Risk Assessment Shows Need for New Corporate University at Make-A-Wish AmericaAdd bookmark
When Deloitte conducted a risk assessment at Make-A-Wish America in 2011, the consulting firm recommended that the national foundation align training with organizational goals or risk impeding its ability to fulfill its mission.
The assessment provided the impetus to launch Make-A-Wish University, which brought talent management and talent acquisition under one roof. With 26,000 volunteers nationwide last year and a staff at the foundation's national headquarters in Phoenix, Arizona, Make-A-Wish America needed to ensure all of its workers were properly trained and on boarded.
The foundation invested in a new learning management system with the launch of the university.
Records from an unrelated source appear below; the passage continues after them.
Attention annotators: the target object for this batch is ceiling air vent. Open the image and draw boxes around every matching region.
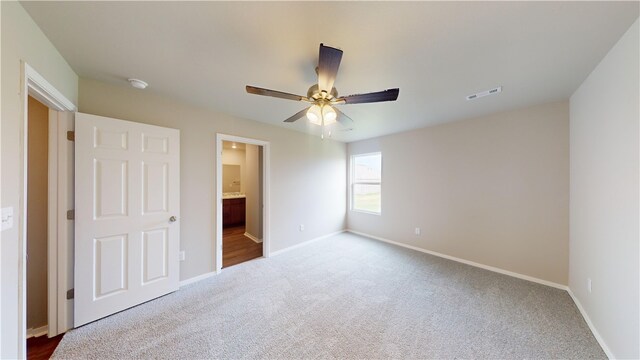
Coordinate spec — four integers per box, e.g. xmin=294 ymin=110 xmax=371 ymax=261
xmin=467 ymin=86 xmax=502 ymax=100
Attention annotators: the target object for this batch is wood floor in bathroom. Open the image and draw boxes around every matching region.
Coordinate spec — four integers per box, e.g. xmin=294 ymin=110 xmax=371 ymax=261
xmin=222 ymin=226 xmax=262 ymax=268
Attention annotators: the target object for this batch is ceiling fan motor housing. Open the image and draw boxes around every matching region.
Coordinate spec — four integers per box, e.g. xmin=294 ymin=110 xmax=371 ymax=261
xmin=307 ymin=84 xmax=338 ymax=100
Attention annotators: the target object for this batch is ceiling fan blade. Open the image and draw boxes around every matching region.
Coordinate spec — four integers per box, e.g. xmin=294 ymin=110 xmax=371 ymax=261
xmin=318 ymin=44 xmax=342 ymax=94
xmin=333 ymin=107 xmax=353 ymax=127
xmin=246 ymin=85 xmax=309 ymax=102
xmin=332 ymin=89 xmax=400 ymax=104
xmin=284 ymin=108 xmax=309 ymax=122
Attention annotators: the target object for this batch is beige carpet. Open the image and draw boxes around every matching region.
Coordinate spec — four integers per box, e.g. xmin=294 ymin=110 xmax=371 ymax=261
xmin=53 ymin=233 xmax=606 ymax=359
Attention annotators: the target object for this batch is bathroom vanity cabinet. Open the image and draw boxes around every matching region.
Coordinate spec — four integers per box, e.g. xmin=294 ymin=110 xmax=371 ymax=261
xmin=222 ymin=198 xmax=246 ymax=227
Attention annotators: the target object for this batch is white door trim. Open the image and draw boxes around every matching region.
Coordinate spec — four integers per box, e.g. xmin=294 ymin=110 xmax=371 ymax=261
xmin=214 ymin=133 xmax=271 ymax=273
xmin=16 ymin=61 xmax=76 ymax=359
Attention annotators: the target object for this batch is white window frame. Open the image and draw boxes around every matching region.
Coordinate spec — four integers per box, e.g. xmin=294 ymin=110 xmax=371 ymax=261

The new LMS allows each chapter to be its own administrator, which means each can run reports and keep track of training among its volunteers, all the while being part of a centralized learning function.
That way training remains consistent at chapters throughout the U.S. "Our wish granting volunteers are the people who face our customers, the children we help and their families," says Christa Dallmann, director of learning and organizational development at Make-A-Wish University. "They represent our organization so it’s very important that they have consistent training and that they're all trained well."
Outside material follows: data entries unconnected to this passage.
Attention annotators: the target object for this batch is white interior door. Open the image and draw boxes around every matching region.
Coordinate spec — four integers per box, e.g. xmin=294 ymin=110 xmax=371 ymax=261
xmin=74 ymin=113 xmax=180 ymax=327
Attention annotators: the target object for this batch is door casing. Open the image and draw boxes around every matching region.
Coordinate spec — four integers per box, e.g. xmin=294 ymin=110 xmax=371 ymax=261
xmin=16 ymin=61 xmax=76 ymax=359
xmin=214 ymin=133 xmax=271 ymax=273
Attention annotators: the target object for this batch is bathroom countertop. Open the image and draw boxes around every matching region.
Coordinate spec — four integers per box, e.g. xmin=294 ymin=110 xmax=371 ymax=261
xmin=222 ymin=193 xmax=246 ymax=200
Dallmann, Yuna Buhrman, an instructional designer and the rest of the Learning and Organizational Development team at Make-A-Wish University, developed a branding campaign for the university to introduce volunteers and employees to the learning assets.
"When people join Make-A-Wish now, they go through a mandatory on boarding process, which includes taking mentoring courses and being exposed to our various other offers at the university," Buhrman said. The university and its focus on centralized learning in an otherwise decentralized foundation, allows employees and volunteers to really focus on the customers that matter most, the children.